14 A further comment is in order here, concerning the apparent inconsistency in the interpretation of the preposition b- in the two successive and parallel lines 2:4a and 2:4b. I have argued that, in the first line, the preposition has the meaning “in accordance with” or the like; and now I am arguing that in the second line the meaning of the same preposition has shifted to indicate instrumentality or causality. In this connection, however, one should note a similar shift in the use of this preposition in Lev 18:4–5, and in the reflex of this verse in Ezek 20:13, 21 (cf. also vv 11, 25). The usage in these instances may be exemplified by Ezek 20:13: “They did not walk in (b-) my statues, but rejected my ordinances which, if a man do them, he shall live by (b-) them.” As is generally recognized, the verb “he shall live” in this context describes the result of the person's walking in (sic) the statutes. But also, by virtue of the character of the statutes as given by God for Israel's well-being, the result “he shall live” may also be said to come through the efficacy of the statutes. It is as though the statutes have the power to secure the life of the one who walks in them. The formal parallel with Hab 2:2–4 is both obvious and arresting. But this would seem to meet any objection to my reading of Hab 2:4 as displaying a shift in the meaning of the preposition. It may be observed, further (and see end of n. 13, above), that whereas Lev 18:4–5 and Ezekiel 20 establish the statutes of God as the institution in accordance with which one conducts oneself and through which one shall live, Hab 2:2–4 establishes the eschatological vision given by God as such a saving institution. This observation reinforces the suggestion made in the previous note concerning the fresh nuance imparted to the term ṣaddîq by its antithetical juxtaposition with ‘āṣēl.
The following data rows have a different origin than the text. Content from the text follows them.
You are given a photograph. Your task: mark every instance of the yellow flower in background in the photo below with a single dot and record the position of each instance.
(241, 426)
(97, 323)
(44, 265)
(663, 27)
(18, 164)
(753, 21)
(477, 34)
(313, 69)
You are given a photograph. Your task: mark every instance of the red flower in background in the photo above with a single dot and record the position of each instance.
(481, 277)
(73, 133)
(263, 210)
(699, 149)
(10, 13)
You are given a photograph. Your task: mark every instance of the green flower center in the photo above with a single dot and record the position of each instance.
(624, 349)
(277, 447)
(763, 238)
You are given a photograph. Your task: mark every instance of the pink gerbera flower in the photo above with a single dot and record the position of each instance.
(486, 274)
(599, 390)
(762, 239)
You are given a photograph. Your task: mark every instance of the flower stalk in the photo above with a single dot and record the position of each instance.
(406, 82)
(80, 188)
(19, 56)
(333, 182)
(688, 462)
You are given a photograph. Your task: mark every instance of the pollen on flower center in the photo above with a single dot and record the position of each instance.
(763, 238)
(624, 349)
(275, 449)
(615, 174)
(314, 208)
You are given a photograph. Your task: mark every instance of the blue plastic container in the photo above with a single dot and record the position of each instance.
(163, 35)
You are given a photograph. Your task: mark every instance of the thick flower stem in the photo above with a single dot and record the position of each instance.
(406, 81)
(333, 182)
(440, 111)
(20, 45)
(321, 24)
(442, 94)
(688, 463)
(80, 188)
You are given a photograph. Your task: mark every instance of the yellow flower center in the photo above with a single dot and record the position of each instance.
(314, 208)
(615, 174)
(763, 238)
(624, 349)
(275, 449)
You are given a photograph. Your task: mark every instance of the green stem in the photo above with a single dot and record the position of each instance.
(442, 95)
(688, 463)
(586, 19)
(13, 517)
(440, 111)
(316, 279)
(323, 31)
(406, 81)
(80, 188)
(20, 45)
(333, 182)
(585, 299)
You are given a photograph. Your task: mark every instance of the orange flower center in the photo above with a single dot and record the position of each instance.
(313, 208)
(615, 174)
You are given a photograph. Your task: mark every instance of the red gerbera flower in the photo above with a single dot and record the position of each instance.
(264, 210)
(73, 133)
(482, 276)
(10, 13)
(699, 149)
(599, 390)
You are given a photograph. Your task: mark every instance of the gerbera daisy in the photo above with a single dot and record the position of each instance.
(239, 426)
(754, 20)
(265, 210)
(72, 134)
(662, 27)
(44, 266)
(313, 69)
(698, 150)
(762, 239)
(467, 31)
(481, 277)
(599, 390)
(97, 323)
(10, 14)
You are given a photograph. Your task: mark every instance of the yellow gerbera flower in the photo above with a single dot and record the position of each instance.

15 As I will argue elsewhere, the opening questions in Hab 1:2–4, and specifically the meaning of the words tôrâ and mišpāṭ in 1:4, are to be determined with reference to the usage of the term tôrâ in Isaiah.
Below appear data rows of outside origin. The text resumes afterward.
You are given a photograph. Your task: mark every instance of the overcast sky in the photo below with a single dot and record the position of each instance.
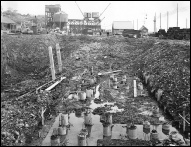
(117, 11)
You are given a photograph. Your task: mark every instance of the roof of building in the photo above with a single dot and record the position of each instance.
(122, 25)
(7, 20)
(143, 27)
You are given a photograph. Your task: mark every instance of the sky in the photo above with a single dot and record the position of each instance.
(143, 11)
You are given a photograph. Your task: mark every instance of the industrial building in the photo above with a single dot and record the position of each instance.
(144, 31)
(7, 23)
(54, 18)
(119, 26)
(50, 10)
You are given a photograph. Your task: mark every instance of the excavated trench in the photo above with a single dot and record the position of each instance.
(97, 134)
(136, 110)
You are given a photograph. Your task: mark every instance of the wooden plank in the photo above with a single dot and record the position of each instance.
(51, 63)
(109, 72)
(135, 88)
(56, 83)
(184, 119)
(59, 57)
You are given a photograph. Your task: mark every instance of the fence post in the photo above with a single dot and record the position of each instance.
(135, 88)
(51, 63)
(59, 57)
(184, 121)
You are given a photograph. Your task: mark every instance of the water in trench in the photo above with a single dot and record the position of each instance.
(99, 131)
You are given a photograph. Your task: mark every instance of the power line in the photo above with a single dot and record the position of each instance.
(182, 9)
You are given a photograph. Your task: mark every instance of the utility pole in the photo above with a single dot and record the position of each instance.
(155, 23)
(160, 20)
(177, 15)
(167, 21)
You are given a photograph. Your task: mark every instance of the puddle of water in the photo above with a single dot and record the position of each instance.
(96, 130)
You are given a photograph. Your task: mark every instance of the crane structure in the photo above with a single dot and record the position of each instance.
(76, 26)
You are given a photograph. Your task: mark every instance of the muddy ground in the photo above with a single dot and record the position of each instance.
(25, 66)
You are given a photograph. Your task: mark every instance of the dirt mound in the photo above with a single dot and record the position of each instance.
(26, 53)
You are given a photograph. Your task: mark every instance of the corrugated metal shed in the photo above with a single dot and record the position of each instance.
(7, 20)
(122, 25)
(143, 28)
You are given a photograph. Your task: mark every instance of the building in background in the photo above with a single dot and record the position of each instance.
(50, 10)
(144, 31)
(119, 26)
(7, 24)
(60, 20)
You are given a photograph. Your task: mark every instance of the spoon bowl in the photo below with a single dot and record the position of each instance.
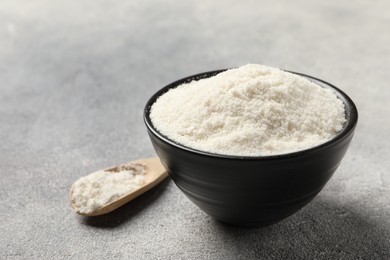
(154, 174)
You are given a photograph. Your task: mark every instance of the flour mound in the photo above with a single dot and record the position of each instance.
(253, 110)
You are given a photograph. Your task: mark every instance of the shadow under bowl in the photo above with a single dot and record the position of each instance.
(251, 191)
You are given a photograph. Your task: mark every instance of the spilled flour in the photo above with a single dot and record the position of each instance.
(253, 110)
(97, 189)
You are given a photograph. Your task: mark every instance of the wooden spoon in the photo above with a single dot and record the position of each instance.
(154, 174)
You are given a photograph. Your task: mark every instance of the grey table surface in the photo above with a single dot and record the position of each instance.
(74, 78)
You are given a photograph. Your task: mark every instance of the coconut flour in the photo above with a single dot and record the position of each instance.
(253, 110)
(97, 189)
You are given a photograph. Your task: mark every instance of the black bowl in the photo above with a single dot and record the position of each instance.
(251, 191)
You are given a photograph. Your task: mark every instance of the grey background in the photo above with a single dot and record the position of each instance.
(75, 75)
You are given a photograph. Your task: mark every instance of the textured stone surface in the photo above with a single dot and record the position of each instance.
(75, 75)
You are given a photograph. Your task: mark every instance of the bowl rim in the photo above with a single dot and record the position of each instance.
(349, 106)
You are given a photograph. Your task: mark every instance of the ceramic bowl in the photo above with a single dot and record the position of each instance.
(251, 191)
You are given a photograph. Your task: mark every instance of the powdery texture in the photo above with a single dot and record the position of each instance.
(253, 110)
(97, 189)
16 Brownlee, William H., “The Placarded Revelation of Habakkuk,” JBL 82/83 (1963) 319–25.Google Scholar
17 An identification of these two lines in Hab 2:3 as referring to Yahweh's coming would not dismantle the vectoral analysis here offered, but only modify it. For in this case the two lines as a whole would represent the ḥāzôn. Indeed, such an analysis would disclose an effective sequence in the movement of this vector, proceeding from twofold announcement to climactic presentation in the third instance: (1) the word ḥāzôn, followed by pronominal references; (2) the word ḥāzôn, followed by pronominal references; (3) the ḥāzôn itself. Coming just before the concluding couplet with its contrasting lines climaxing the second, subdominant vector (concerning human response to the vision), this presentation of the content of the vision would effectively set the stage for that response.